As you can see, nearly 100 percent of candidates who eventually respond do so by the third email. Therefore, we suggest setting up three automated emails as a starting point for your Nurture campaign, and increasing to 4 or 5 emails if you still don’t hear back from your candidate.”
The “Nurture” campaign refers to Lever Nurture, a sourcing automation technology that “is built natively inside Lever’s applicant tracking system, and allows recruiters to use metrics to identify the most effective sourcing tactics and build meaningful candidate relationships at scale.”
Tapping into a year’s worth of data
Here’s my take: I haven’t had an opportunity to get a first-hand look at Lever Nurture, but it certainly sounds like something TA professionals could leverage to be a lot more effective. In fact, there are all sorts of technology out there that can help anyone in talent management extend their reach and efficiency as they try to get ahead in the rat race that is talent acquisition.

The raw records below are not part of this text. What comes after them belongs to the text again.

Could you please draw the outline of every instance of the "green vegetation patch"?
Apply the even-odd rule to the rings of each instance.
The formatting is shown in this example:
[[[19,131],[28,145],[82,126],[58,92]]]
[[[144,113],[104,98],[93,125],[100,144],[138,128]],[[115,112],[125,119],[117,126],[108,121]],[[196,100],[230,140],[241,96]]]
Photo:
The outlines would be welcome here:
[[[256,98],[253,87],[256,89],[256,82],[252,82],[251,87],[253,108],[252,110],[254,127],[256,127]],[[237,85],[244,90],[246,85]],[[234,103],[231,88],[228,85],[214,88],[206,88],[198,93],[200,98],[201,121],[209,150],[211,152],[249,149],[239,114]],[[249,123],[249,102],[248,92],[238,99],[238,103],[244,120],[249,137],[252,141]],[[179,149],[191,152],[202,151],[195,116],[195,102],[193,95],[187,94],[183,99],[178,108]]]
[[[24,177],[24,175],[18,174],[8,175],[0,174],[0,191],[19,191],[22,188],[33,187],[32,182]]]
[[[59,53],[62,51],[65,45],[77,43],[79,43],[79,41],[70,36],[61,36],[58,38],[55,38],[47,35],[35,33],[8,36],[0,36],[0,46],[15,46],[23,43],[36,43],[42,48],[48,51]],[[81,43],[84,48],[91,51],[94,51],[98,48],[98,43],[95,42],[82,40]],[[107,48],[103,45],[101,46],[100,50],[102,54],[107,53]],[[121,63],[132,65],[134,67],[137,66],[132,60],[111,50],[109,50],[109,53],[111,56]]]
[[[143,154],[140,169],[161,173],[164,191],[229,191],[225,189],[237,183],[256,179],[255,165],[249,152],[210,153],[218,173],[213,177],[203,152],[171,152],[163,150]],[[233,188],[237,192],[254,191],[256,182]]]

What intrigued me most about Lever’s The Science of Sourcing: Benchmarks for Recruiting Success study was the breadth and width of the data it tapped into.
According to Lever, it “aggregates data from over 147,000 Lever Nurture campaigns targeting 135,000 candidates from January 2017- January 2018.” And to be more specific, it “examined communication between 135,000 sourced candidates and recruiters in Lever Nurture.”
A year’s worth of data that parses conversations between sourcers/recruiters and sourced candidates is a pretty big sample in my book, and the bigger the sample, the better the quality of the insights — including this one:
Sourcing candidates is far from easy. For many recruiters, it can be time-consuming and riddled with rejection. Still, it stands tall as one of the most efficient ways to hire – compared to applicants, it takes about half as many sourced candidates to make a hire.”
If you want to take a dip into this data, Lever’s The Science of Sourcing: Benchmarks for Recruiting Success report is available here. My guess is that it’s one that TA professionals will want to spend a little time digging into.